First Sunday of Advent, 29th November

Mark 13:33–37

Jesus said, “Beware, keep alert; for you do not know when the time will come. It is like a man going on a journey, when he leaves home and puts his slaves in charge, each with his work, and commands the doorkeeper to be on the watch. Therefore, keep awake—for you do not know when the master of the house will come, in the evening, or at midnight, or at cockcrow, or at dawn, or else he may find you asleep when he comes suddenly. And what I say to you I say to all: Keep awake.”

The scene of the today’s Gospel reading is set on the slope of Mount Olivet overlooking Jerusalem, where Jesus was sitting there with his four disciples.
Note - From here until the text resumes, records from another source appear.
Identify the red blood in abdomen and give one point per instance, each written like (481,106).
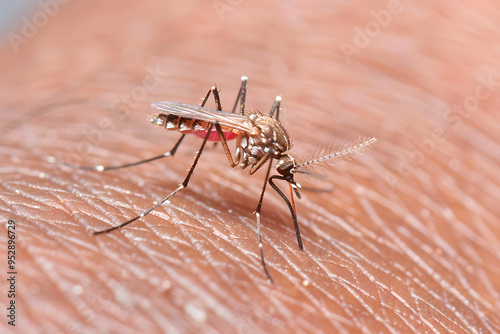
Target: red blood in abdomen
(214,136)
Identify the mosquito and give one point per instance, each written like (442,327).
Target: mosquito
(260,139)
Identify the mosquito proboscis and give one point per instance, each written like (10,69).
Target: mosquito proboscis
(260,139)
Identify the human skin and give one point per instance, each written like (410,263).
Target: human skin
(408,241)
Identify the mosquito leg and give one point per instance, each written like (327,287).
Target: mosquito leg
(257,214)
(291,206)
(101,168)
(276,107)
(242,94)
(179,188)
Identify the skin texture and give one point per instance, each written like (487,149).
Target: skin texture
(408,241)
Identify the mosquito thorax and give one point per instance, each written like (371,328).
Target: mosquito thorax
(286,164)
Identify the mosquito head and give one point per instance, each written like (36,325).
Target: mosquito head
(286,165)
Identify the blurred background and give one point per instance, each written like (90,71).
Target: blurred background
(409,240)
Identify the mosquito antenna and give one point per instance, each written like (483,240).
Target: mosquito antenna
(337,155)
(291,204)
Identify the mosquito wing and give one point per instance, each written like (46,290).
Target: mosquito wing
(234,121)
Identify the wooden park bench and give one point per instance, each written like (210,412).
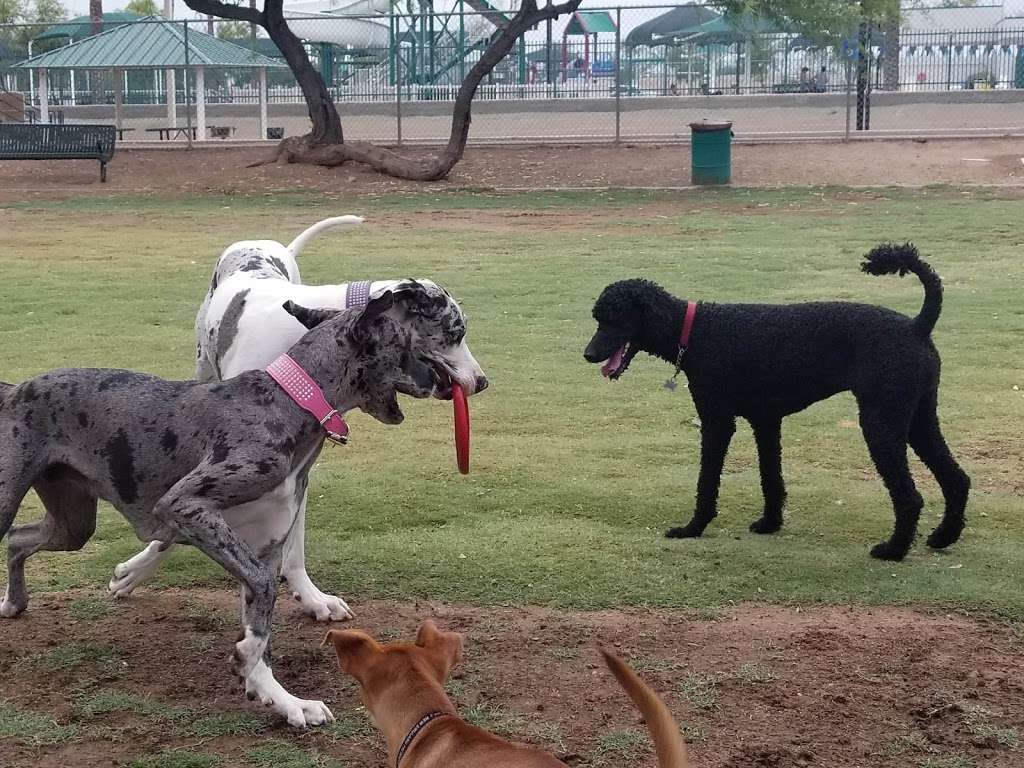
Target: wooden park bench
(46,141)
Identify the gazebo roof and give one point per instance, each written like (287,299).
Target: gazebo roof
(590,23)
(81,27)
(727,29)
(150,43)
(670,23)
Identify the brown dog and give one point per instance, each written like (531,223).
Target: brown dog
(401,685)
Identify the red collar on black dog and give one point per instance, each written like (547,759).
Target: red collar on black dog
(684,341)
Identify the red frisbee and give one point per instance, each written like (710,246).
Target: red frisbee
(461,427)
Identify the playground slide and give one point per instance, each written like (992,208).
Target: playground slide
(332,25)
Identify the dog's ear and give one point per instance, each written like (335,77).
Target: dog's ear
(377,306)
(443,648)
(355,650)
(308,317)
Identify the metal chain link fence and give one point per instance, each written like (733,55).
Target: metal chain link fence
(620,74)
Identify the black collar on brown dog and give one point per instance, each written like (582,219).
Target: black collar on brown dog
(415,731)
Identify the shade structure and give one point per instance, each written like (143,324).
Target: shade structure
(150,43)
(153,43)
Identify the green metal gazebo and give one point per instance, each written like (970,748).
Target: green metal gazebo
(154,43)
(586,24)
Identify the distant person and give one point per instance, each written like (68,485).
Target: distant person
(821,81)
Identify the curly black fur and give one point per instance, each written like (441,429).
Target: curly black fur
(764,361)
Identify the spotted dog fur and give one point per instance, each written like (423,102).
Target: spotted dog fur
(221,466)
(242,326)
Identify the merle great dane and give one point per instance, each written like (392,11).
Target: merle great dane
(242,326)
(221,466)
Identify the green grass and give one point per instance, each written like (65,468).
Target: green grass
(621,748)
(32,728)
(571,475)
(92,608)
(947,761)
(755,673)
(699,690)
(283,755)
(981,723)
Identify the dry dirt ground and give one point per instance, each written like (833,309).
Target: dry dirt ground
(223,170)
(756,687)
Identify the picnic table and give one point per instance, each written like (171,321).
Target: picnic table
(170,132)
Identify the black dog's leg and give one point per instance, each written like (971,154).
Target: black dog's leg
(927,441)
(715,437)
(768,434)
(886,434)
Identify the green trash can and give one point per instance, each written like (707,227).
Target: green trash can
(711,152)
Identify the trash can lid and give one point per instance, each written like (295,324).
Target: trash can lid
(702,126)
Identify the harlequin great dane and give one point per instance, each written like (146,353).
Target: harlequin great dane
(221,466)
(242,326)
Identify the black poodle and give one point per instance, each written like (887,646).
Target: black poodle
(764,361)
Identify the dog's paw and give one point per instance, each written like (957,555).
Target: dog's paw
(766,525)
(321,606)
(135,570)
(686,531)
(302,713)
(888,551)
(10,608)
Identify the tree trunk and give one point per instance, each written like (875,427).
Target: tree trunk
(327,124)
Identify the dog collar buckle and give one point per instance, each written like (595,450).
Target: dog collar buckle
(307,394)
(414,732)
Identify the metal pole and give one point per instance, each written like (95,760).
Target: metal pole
(548,67)
(187,98)
(849,99)
(619,74)
(397,90)
(462,41)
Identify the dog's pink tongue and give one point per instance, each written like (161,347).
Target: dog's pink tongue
(613,363)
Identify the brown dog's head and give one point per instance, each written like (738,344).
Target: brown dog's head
(380,668)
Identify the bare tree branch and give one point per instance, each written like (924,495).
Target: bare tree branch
(226,10)
(325,144)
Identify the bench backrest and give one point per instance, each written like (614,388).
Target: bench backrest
(42,141)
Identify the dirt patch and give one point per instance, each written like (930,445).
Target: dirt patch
(223,170)
(756,687)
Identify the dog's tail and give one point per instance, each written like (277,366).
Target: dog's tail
(890,258)
(669,743)
(296,246)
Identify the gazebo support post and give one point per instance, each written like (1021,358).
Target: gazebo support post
(119,100)
(261,73)
(172,98)
(200,103)
(44,96)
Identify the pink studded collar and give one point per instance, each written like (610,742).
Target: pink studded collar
(301,388)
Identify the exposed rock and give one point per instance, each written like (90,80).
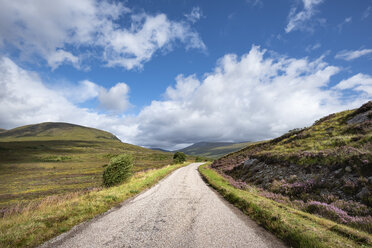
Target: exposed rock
(250,162)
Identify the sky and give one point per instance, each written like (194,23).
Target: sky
(168,74)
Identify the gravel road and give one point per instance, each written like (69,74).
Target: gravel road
(180,211)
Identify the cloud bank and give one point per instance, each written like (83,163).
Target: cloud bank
(352,54)
(252,97)
(299,20)
(57,31)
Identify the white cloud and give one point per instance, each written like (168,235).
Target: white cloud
(314,47)
(79,93)
(252,97)
(352,54)
(359,82)
(195,14)
(115,99)
(130,48)
(58,57)
(55,31)
(24,99)
(299,20)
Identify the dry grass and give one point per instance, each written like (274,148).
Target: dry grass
(36,222)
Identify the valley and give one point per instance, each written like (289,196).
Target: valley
(55,158)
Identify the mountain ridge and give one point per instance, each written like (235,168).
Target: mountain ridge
(213,149)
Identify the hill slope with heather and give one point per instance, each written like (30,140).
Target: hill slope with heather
(52,158)
(213,149)
(324,169)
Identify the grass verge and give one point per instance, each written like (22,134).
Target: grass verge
(59,214)
(296,228)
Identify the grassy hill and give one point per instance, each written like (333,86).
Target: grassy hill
(324,169)
(52,158)
(213,149)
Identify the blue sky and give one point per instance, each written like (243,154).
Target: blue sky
(167,74)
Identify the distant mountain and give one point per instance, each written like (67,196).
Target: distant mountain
(328,161)
(53,158)
(55,131)
(213,149)
(159,149)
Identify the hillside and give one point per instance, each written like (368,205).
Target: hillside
(325,168)
(55,131)
(213,149)
(52,158)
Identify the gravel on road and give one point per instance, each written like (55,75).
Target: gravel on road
(180,211)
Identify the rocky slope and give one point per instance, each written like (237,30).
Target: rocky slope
(330,161)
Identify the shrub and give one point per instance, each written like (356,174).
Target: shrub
(118,170)
(179,157)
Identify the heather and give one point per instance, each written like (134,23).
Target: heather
(324,169)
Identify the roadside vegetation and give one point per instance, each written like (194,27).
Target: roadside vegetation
(39,221)
(179,157)
(297,228)
(118,170)
(324,169)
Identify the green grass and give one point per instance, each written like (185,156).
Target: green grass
(330,141)
(55,158)
(57,214)
(297,228)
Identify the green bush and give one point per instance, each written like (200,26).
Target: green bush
(179,157)
(118,170)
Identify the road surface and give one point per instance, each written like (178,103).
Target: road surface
(180,211)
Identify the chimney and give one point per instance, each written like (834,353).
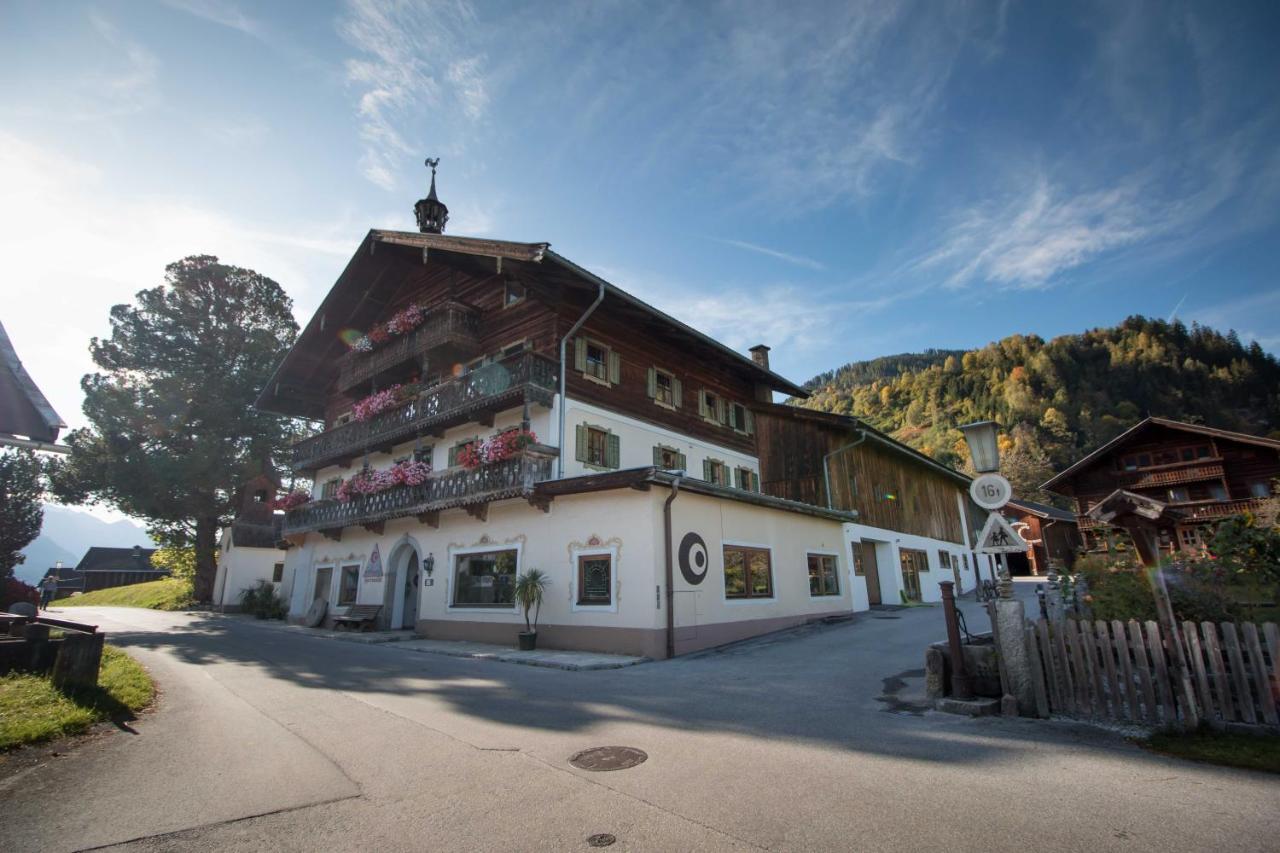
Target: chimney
(760,355)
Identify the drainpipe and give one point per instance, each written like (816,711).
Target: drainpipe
(670,574)
(826,468)
(560,459)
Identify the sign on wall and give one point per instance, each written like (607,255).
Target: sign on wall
(374,570)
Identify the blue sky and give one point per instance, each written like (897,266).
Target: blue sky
(837,181)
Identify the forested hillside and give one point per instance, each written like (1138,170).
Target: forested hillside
(1060,398)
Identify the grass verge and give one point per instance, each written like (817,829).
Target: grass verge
(168,593)
(1226,748)
(32,710)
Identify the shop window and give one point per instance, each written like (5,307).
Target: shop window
(595,579)
(485,579)
(748,573)
(823,576)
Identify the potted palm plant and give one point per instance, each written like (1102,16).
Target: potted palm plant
(529,596)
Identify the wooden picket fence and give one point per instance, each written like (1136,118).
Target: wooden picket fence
(1127,671)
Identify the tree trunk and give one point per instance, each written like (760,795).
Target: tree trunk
(206,559)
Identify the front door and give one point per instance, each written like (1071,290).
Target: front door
(324,582)
(411,587)
(864,560)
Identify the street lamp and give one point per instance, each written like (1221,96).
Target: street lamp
(983,447)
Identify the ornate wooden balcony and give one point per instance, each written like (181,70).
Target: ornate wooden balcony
(481,392)
(448,327)
(471,488)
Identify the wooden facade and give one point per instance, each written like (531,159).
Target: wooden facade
(1205,474)
(888,484)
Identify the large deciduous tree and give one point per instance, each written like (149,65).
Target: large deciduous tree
(21,512)
(173,428)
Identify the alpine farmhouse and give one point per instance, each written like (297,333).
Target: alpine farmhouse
(492,407)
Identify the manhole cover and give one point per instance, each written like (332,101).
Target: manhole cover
(608,758)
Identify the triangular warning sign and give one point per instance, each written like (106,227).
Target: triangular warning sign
(999,537)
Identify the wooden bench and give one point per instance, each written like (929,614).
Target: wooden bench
(357,616)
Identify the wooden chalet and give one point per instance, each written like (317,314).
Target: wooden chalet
(487,406)
(1189,475)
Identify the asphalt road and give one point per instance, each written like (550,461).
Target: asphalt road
(264,740)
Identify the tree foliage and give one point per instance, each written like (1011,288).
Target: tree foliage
(21,511)
(1057,400)
(173,428)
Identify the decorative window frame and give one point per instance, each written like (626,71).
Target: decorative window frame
(833,555)
(453,553)
(593,551)
(773,580)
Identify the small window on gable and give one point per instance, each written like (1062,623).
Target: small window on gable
(597,361)
(663,388)
(512,293)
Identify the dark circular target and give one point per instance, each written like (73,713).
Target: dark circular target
(693,559)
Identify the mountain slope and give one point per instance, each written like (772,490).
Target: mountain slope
(1060,398)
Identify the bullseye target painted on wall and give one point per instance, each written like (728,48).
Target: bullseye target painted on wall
(693,559)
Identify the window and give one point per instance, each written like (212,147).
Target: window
(348,584)
(664,388)
(485,579)
(595,579)
(823,579)
(598,447)
(716,471)
(748,573)
(597,361)
(668,459)
(512,293)
(711,406)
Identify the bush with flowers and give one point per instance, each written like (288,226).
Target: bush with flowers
(496,448)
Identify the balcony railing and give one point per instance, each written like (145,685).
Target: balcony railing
(515,477)
(446,324)
(490,388)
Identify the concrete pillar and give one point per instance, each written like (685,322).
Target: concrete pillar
(1010,635)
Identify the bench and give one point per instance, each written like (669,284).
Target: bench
(357,616)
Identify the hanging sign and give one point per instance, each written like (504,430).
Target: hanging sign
(999,537)
(991,491)
(374,570)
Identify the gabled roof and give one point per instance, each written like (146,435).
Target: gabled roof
(1133,432)
(318,346)
(855,424)
(23,410)
(1042,510)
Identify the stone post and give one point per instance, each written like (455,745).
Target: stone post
(1011,639)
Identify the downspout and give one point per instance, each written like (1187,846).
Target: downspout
(560,459)
(826,466)
(670,573)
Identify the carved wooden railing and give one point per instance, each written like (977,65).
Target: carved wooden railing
(489,388)
(515,477)
(444,324)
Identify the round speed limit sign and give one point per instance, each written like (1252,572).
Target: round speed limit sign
(991,491)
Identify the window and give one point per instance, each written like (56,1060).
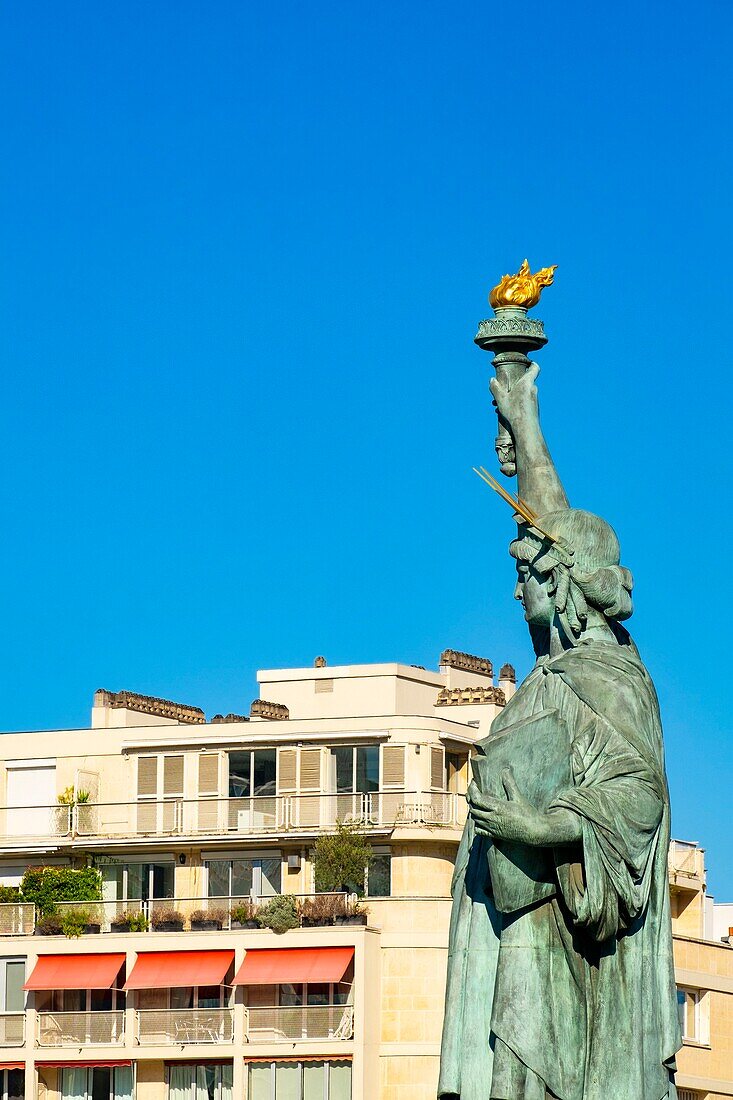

One of the disciples asked Jesus about when the destruction of Jerusalem and its Temple and the end of the world will happen.
On the first event, Jesus told them, “When you see the desolating sacrilege set up where it ought not to be (let the reader understand), then those in Judea must flee to the mountains” (verse 14) would precede the ruining of the city and the temple. As far as the second event was concerned, Jesus said, “But about that day or hour no one knows, neither the angels in heaven, nor the Son, but only the Father” (verse 32).
The end of the world is known only to God. It is his secret. It will be sudden and unexpected, but Jesus tells us in today’s Gospel that it will not find us unprepared, if we do what he tells us.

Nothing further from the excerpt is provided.